Giddens elenca, então, os elementos envolvidos na transformação da intimidade. Para
o autor, existe uma relação intima entre as tendências globalizantes da modernidade e eventos
localizados do dia-a-dia dos sujeitos, a já mencionada tensão entre o global e o local. O
projeto reflexivo do eu também é importante, por ser parte da reflexividade da modernidade,
faz com que o individuo busque sua identidade entre estratégias e possibilidades
proporcionadas pelos sistemas abstratos. A auto-realização se fundamenta na confiança
básica e, deve ser buscada a partir de uma abertura do eu para o outro e o estabelecimento de
uma revelação mútua, que vai orientar os laços pessoais e eróticos.

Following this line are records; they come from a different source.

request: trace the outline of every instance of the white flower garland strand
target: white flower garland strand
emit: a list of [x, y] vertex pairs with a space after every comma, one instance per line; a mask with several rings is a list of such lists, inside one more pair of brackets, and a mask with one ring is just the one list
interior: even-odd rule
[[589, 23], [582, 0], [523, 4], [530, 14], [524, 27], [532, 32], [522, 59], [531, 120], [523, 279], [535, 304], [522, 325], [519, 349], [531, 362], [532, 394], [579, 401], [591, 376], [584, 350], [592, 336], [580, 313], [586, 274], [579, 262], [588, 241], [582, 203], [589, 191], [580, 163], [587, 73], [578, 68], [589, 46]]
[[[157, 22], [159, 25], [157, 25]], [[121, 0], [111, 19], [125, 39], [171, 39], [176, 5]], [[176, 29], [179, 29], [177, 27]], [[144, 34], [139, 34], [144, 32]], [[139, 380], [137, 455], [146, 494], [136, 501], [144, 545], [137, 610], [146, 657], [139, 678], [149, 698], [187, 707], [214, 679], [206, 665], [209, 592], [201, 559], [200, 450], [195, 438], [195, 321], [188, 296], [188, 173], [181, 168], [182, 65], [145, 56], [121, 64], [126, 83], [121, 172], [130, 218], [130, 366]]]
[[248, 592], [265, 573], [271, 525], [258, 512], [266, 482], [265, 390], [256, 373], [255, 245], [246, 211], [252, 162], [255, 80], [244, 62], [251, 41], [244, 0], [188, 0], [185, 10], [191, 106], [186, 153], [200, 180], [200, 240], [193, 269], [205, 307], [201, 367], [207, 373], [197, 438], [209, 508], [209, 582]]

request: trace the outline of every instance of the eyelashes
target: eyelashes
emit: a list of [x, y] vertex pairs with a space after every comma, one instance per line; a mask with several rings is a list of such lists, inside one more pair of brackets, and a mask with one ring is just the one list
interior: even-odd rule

A auto-satisfação se torna
importante, pois, além de um elemento de defesa em relação ao mundo externo, consistirá,
também, em um apoderamento de aspectos possibilitados pelas tendências globalizantes,
aspectos esses que impactam a vivência rotineira dos sujeitos.
Em suma, para o nosso autor é possível evidenciar que a ligação dos sistemas abstratos
e a transformação da intimidade não se dá pela substituição de laços impessoais, característico
desses sistemas, mas resulta na emergência de novas formas de relações, que interagem com
esses sistemas cotidianamente, e de novas “formas” de confiança, alicerçadas em mecanismos
distintos: a confiança deve ser construída, trabalhada. Além disso, os sistemas
especializados/peritos impactam na medida em que produzem conhecimento acerca dos
relacionamentos e, com isso, influem na forma como eles acontecem e se mantêm. Os
relacionamentos, portanto, se constituem também de forma reflexiva.